Funding awarded to Exeter $5000 CDN

Sponsor(s): University of Regina Knowledge Mobilization Fund

Principal Investigator: Fatima Pirbhai-Illich
Co-Investigator: Fran Martin

 

About the project

The aim of the project is to disseminate the outcomes of research conducted over the last ten years through (a) a conference and (b) preparation and analysis of data for a book.

Project description

A critical ethnographic study has been conducted on the impact of a Culturally Responsive Literacy Education course on pre- and in-service teachers’ understanding and implementation of decolonial approaches, supported by either/or SIDRU and the President’s SSHRC funding for the past ten years. Year on year, the findings have informed the next iteration of the course and, over time, we have developed a theoretical framework for decolonizing the educational relationship.

An overview of the proposed activities.

November 2020: Conference

Due to the global COVID pandemic, all conferences in 2020 were cancelled, and the conference did not run in 2021. In April 2022 it was agreed by the funding body that we could use the funds to support the professional editing of video recordings for a series of seminars given at the University of Exeter and the University of Regina in 2020-2021. These can be found on YouTube.

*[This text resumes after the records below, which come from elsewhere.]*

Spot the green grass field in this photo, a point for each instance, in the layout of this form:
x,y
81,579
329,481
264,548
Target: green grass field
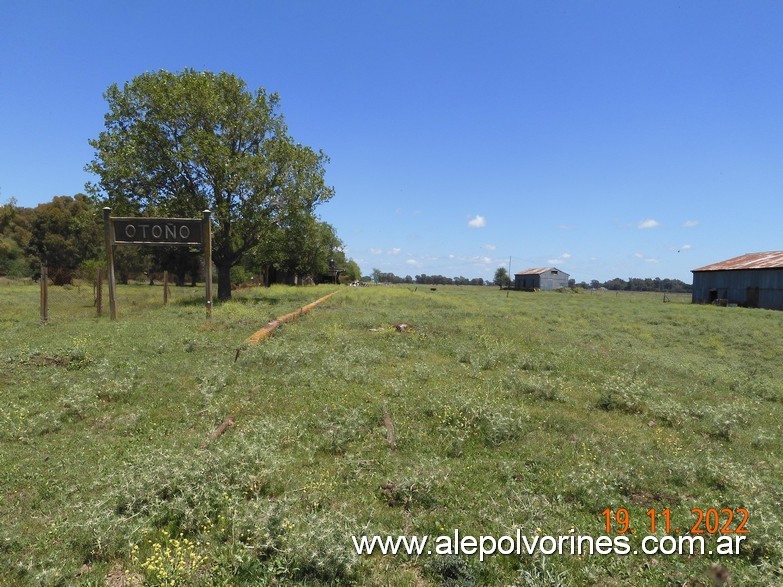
x,y
523,411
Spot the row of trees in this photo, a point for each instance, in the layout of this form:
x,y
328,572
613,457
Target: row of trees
x,y
67,235
379,276
175,144
641,284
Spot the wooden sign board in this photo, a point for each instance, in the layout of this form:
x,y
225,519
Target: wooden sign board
x,y
190,232
158,231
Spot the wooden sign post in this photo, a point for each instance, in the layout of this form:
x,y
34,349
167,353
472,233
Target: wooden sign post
x,y
189,232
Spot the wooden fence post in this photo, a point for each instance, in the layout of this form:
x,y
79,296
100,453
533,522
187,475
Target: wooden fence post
x,y
99,292
44,294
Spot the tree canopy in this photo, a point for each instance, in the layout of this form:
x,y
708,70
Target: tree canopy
x,y
178,143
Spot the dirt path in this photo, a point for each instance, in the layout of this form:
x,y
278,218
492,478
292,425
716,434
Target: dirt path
x,y
267,330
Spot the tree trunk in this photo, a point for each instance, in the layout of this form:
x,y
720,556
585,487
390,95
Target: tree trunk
x,y
224,282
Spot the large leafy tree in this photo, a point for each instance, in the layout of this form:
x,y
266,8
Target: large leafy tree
x,y
178,143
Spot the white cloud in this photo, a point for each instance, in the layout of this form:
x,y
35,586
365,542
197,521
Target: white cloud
x,y
477,222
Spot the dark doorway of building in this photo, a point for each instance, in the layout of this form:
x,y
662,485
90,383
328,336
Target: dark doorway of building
x,y
752,297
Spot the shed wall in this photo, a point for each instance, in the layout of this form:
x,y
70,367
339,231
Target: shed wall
x,y
550,282
761,288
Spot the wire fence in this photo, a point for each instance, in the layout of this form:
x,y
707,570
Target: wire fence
x,y
88,297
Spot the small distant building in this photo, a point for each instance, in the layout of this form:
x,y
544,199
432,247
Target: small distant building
x,y
543,278
754,280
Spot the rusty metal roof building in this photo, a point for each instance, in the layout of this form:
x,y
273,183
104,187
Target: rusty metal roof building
x,y
536,270
543,278
769,260
753,280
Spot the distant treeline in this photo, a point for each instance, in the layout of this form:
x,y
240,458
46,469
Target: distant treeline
x,y
616,284
640,284
423,279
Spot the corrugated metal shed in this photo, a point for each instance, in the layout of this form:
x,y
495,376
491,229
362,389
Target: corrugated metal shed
x,y
768,260
536,270
544,278
754,280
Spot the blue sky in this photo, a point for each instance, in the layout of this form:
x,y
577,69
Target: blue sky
x,y
607,138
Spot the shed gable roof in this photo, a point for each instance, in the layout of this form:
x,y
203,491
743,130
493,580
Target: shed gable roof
x,y
539,271
768,260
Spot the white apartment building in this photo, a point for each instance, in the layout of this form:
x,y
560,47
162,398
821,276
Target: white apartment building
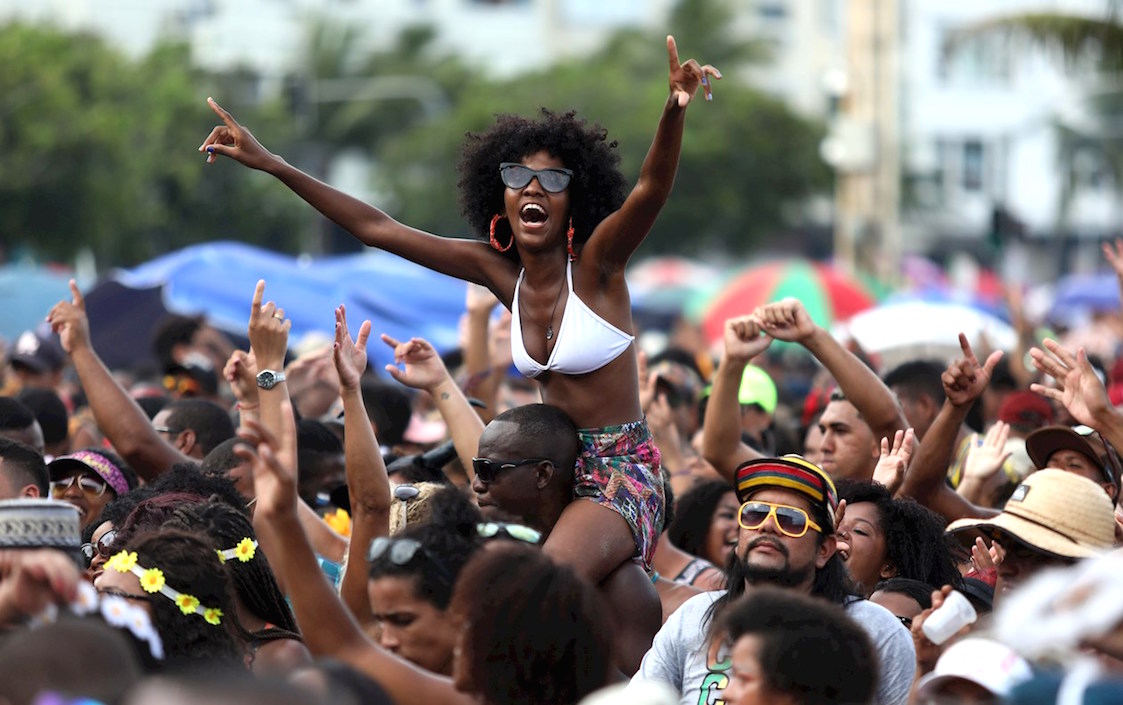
x,y
982,125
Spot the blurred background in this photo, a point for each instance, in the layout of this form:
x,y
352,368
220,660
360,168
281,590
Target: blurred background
x,y
858,153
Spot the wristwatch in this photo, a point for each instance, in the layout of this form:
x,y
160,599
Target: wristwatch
x,y
268,378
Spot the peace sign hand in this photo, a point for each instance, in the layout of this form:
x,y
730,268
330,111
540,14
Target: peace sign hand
x,y
233,140
685,79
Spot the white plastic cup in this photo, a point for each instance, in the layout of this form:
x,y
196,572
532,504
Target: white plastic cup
x,y
953,614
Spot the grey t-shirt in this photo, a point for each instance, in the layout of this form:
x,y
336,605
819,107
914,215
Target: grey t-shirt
x,y
678,656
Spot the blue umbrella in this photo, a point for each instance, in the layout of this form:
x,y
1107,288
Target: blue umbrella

2019-2021: Data analysis and writing

A book contract has been secured with Emerald Publishing.It is being co-authored by Fatmakhanu (Fatima) Pirbhai-Illich, Fran Martin, and Shauneen Pete. The tentative title is “Developing Equitable Educational Relations: Practical Approaches to Decolonizing Pedagogies”.

Impact:

The book will make a novel contribution to the ‘Decolonize education’ debate through its call for educators to radically change their educational relationships. Decolonizing education currently focuses on the curriculum. Our book argues that it is necessary to decolonize relationships before any attempt to decolonize the curriculum can be successful. The theoretical framework that we have developed, with our examples of how such a framework might be operationalized, have the potential to radically change not only Teacher Education, but education systems as a whole.